In August 2007, defendants purchased property within the East Ridge subdivision located in the Town of Colonie, Albany County, which lies adjacent to a golf course owned by plaintiff. Plaintiff sold the land upon which the subdivision is located and, at the time of sale, entered into a restrictive covenant with the subdivision developer providing that homeowners within the subdivision could not erect a fence upon their property “until plans for such fences ... have been submitted to and approved by the [Architectural Control Committee].”
The Committee was organized under the covenant and was to consist of individuals representing both plaintiff and residents of the subdivision.
After purchasing the property, defendant Margaret F. Holbritter spoke with Edward O'Connor, plaintiff's president, regarding defendants' desire to install a fence on their property. Holbritter concedes that she never obtained permission as required by the restrictive covenant prior to installing the fence.
Plaintiff commenced this action seeking to enforce the restrictive covenant and for an award of counsel fees. Supreme Court found that defendants had installed the fence in violation of the covenant and ordered it removed. The court also found that while the covenant referenced legal fees, it did not mandate that they be awarded and concluded that since defendants had not acted in bad faith in erecting the fence, such an award would not be appropriate under the circumstances. Plaintiff now appeals.
“It is well settled in New York that a prevailing party may not recover attorneys' fees from the losing party except where authorized by statute, agreement or court rule” ( U.S. Underwriters Ins.
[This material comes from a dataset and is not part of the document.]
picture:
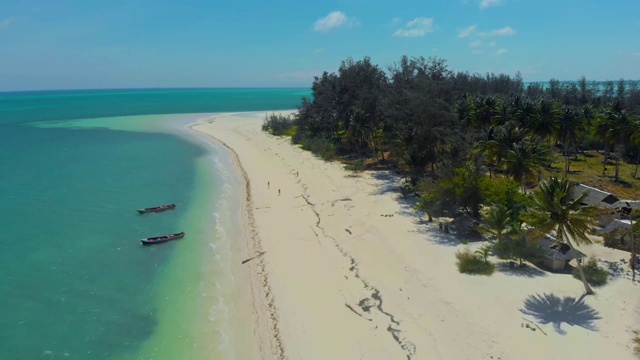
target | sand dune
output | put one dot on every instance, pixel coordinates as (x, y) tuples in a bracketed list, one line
[(350, 271)]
Co. v. City Club Hotel, LLC, 3 N.Y.3d 592, 597, 789 N.Y.S.2d 470, 822 N.E.2d 777 [2004] [citations omitted]; see Flemming v. Barnwell Nursing Home & Health Facilities, Inc., 15 N.Y.3d 375, 379, 912 N.Y.S.2d 504, 938 N.E.2d 937 [2010]; Chapel v. Mitchell, 84 N.Y.2d 345, 348–349, 618 N.Y.S.2d 626, 642 N.E.2d 1082 [1994]; Hooper Assoc. v. AGS Computers, 74 N.Y.2d 487, 491, 549 N.Y.S.2d 365, 548 N.E.2d 903 [1989] ), and that a written agreement providing for such fees should be strictly construed ( see Gottlieb v. Such, 293 A.D.2d 267, 268, 740 N.Y.S.2d 44 [2002], lv. denied 98 N.Y.2d 606, 746 N.Y.S.2d 457, 774 N.E.2d 222 [2002] ). Here, the covenant in relevant part reads as follows: “Enforcement of these restrictions shall be by legal proceedings against the person or persons violating or attempting to violate the same to either restrain or correct any violation and to recover monetary damages, including legal fees and costs, incurred in enforcing compliance with these restrictions.” As written, the covenant does not state that legal fees incurred in enforcing it will be paid by the party against whom such a proceeding is commenced; rather, it merely references the fact that legal proceedings initiated to enforce the covenant may include a request for such fees. Therefore, we cannot agree with plaintiff that the covenant mandated the imposition of counsel fees, and Supreme Court's order is, in all respects, affirmed.
ORDERED that the order is affirmed, with costs.